Re-entrancy of VB Error Handling

Post by Tony Proct » Fri, 08 Aug 2003 18:42:31

One for the archives here: another problem with the VB 'Err' object is that
it's a global object specific to each EXE and DLL, just like the 'App'
object is. Hence, it is not possible to have any error handling support code
in a DLL that implicitly manipulates your local 'Err' object. For instance,
an interface that automatically reports the system error message
corresponding to a non-zero Err.LastDLLError, or an interface that saves
your 'Err' object to avoid the re-entrancy problems discussed in this
thread. The 'Err' object would have to be an explicit parameter in such

Tony Parameter


Re-entrancy of VB Error Handling

Post by Larry Serf » Fri, 08 Aug 2003 22:15:21

Tony Proctor" < XXXX@XXXXX.COM > wrote

Not entirely.

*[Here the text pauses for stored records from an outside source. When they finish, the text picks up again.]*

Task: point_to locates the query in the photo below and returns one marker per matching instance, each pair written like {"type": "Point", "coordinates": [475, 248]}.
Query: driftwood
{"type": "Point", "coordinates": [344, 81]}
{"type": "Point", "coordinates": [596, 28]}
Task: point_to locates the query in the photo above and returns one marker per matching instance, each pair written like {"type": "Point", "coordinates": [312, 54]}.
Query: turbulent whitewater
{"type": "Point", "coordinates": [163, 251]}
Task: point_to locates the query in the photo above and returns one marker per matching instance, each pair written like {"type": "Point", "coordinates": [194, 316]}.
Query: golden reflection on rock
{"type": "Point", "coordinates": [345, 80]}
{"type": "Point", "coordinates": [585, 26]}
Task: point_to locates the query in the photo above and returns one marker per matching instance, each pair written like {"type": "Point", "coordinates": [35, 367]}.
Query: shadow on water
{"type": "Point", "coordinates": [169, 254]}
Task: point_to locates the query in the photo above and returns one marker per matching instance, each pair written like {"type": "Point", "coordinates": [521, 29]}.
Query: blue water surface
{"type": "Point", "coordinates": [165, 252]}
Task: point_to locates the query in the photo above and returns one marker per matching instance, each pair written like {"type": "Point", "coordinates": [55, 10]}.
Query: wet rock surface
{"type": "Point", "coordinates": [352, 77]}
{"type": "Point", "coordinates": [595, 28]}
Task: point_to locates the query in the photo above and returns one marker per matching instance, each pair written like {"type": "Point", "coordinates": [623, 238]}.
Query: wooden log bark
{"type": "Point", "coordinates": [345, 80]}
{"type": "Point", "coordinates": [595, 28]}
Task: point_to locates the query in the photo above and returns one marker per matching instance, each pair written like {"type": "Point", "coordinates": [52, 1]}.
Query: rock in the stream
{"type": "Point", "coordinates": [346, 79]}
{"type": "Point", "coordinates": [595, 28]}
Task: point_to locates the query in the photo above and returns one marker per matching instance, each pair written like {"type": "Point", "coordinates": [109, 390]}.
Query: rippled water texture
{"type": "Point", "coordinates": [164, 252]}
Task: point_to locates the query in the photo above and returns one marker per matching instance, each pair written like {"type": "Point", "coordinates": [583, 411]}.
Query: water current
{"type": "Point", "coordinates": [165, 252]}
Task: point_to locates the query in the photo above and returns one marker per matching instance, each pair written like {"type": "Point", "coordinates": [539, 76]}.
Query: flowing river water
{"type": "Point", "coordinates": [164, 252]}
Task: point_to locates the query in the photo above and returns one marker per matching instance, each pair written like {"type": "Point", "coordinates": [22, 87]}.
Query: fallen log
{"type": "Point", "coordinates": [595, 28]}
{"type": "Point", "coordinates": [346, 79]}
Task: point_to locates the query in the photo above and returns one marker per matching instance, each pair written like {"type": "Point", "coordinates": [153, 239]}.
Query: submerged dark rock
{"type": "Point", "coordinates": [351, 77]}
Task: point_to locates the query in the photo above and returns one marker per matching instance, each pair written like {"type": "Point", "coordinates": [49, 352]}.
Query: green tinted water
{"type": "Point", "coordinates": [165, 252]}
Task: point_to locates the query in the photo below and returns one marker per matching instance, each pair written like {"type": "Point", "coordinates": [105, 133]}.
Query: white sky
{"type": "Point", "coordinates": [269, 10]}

You can create a dll that will save your current state and
store that on a stack for recall later. If you create a dll that stores a
reference to your application's ErrObject on initialization, then you don't
need to pass it in every time.

For example, your ActiveX.DLL has 2 classes; the ErrorItem that stores
the error data and a Heap that stores a collection of ErrorItems:

'[ErrorItem] PublicNotCreatable
Option Explicit
Public Number As Long
Public Description As String
Public Source As String

'[Heap] MultiUse
Option Explicit

Private mError As ErrObject
Private mErrors As Collection
Private mHeapMax As Long

Public Property Let AppErrorObject(ByRef ErrorObject As ErrObject)
Set mError = ErrorObject
End Property

Public Property Let MaxCount(ByVal Count As Long)
mHeapMax = Count
End Property

Public Property Get LastError() As ErrorItem
Set LastError = mErrors(mErrors.Count)
End Property

Public Sub NewError()
Dim e As ErrorItem
Set e = New ErrorItem
With mError
e.Description = .Description
e.Number = .Number
e.Source = .Source
End With
mErrors.Add e
If mErrors.Count > mHeapMax Then mErrors.Remove 1
End Sub

Private Sub Class_Initialize()
mHeapMax = 100
Set mErrors = New Collection
End Sub

Private Sub Class_Terminate()
Set mErrors = Nothing
End Sub

With that referenced in a new project, you only need to call NewError
to have it save the current error:

Option Explicit
Private AppErr As ErrorStack.Heap

Private Sub Form_Load()
Set AppErr = New ErrorStack.Heap
AppErr.AppErrorObject = Err
End Sub

Private Sub Command1_Click()
On Error GoTo check

On Error GoTo -1
On Error GoTo NewError
' Your clean up code goes here
Me.BackColor = "A" ' Oops, another error
MsgBox "Won't get here"

Debug.Print "Current error = "; Err.Description
Debug.Print "Original error = "; AppErr.LastError.Description
End Sub

You can see then, that at the end of the procedure, the current error
as well as the original error is easily available. For that situation, the
output would be:

Current error = Type mismatch
Original error = Return without GoSub

Of course you could add more properties to that Heap to walk the
stack back if you need to, or save to a log file, or whatever. That
was just a bare bones example. But you can see that can put all your
error processing into the DLL, and let it record the errors as you
run into them and you don't need to pass in the ErrObject every time.

BTW: Where did this thread come from, I see no other posts to it?



Re-entrancy of VB Error Handling

Post by Ben Taylo » Sat, 09 Aug 2003 07:57:54

You do realise you've typed yourself called Tony Parameter?
was that an intentional joke?
Because if not, then it was all the more funny.